September Update

Created by Scott Cantor
Sept 08, 2020
2 min read

September included a Windows patch to the SP and some significant fixes for (uncommon, so far) issues with the HTTP stack in the IdP. The latter are not expected to ship unless they cause more trouble until more critical bug fixes warrant a new patch.

Over the last month's work on IdP 4.1, much of the supporting work to make the new plugin framework useful has been completed and we have been able to address most of the manual configuration challenges of adding new flows to the system. This work has led to revisiting portions of the configuration, and much of the high level authentication behavior (what was previously in conf/authn/general-authn.xml) will now be configurable with properties instead of XML.
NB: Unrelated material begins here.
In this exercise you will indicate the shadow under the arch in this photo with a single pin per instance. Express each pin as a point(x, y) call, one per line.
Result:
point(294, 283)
In the process of working on the problem of populating default configuration files after install instead of all up front, a companion notion to the plugin framework patterned after Jetty modules has been developed this month called IdP modules. Along with a new command line tool to manage them, the module system is a way of bundling rules for installing, updating, and removing configuration files, views, and any other necessary files in a deployed system. The IdP need not be running (and usually shouldn't be) to alter module state.

As an example, all of the individual login flow implementations will be exposed as IdP modules, and the default configurations hidden (and generally unusable) until the module is enabled to make use of the feature, causing the files to be added to the tree. In addition, the module system understands how to manage the files it owns, and supports RPM-like semantics to preserve configurations during upgrades or on removal/disablement. So people should expect to run into .idpsave and .idpnew file extensions on occasion when defaults are changed.

We plan to extend this module design to most of the "supplemental" features in the software that are managed with dedicated configuration files today, reducing the number of files in the way out of the box.

The module system supports the plugin framework by allowing plugins to expose their own modules as needed, and taking care of much of the configuration file placement that would otherwise be left to the plugin installer. Plugins can obviously enable their modules on install and disable them on removal automatically.

We also hope that for many older deployers, reducing system clutter by simply disabling modules not being used should be easy.

As this work has taken shape, it's becoming clearer that we are targeting 4.1 as the next "big" release of the IdP rather than deferring certain work to 5.0. We have started internal discussions about exactly what work might be moved in to this version (and to the plugins that would accompany it), and will adjust the expected release date accordingly. We're already looking at no earlier than the very end of 2020 and may push the release into 2021. At this point, 5.0 probably is more like 4.0: a release done out of necessity at some future point to make changes to the Java and Spring platform, rather than a big feature release. Since we don't support older minor versions anyway, extending the useful life of 4.x is ultimately better for everybody.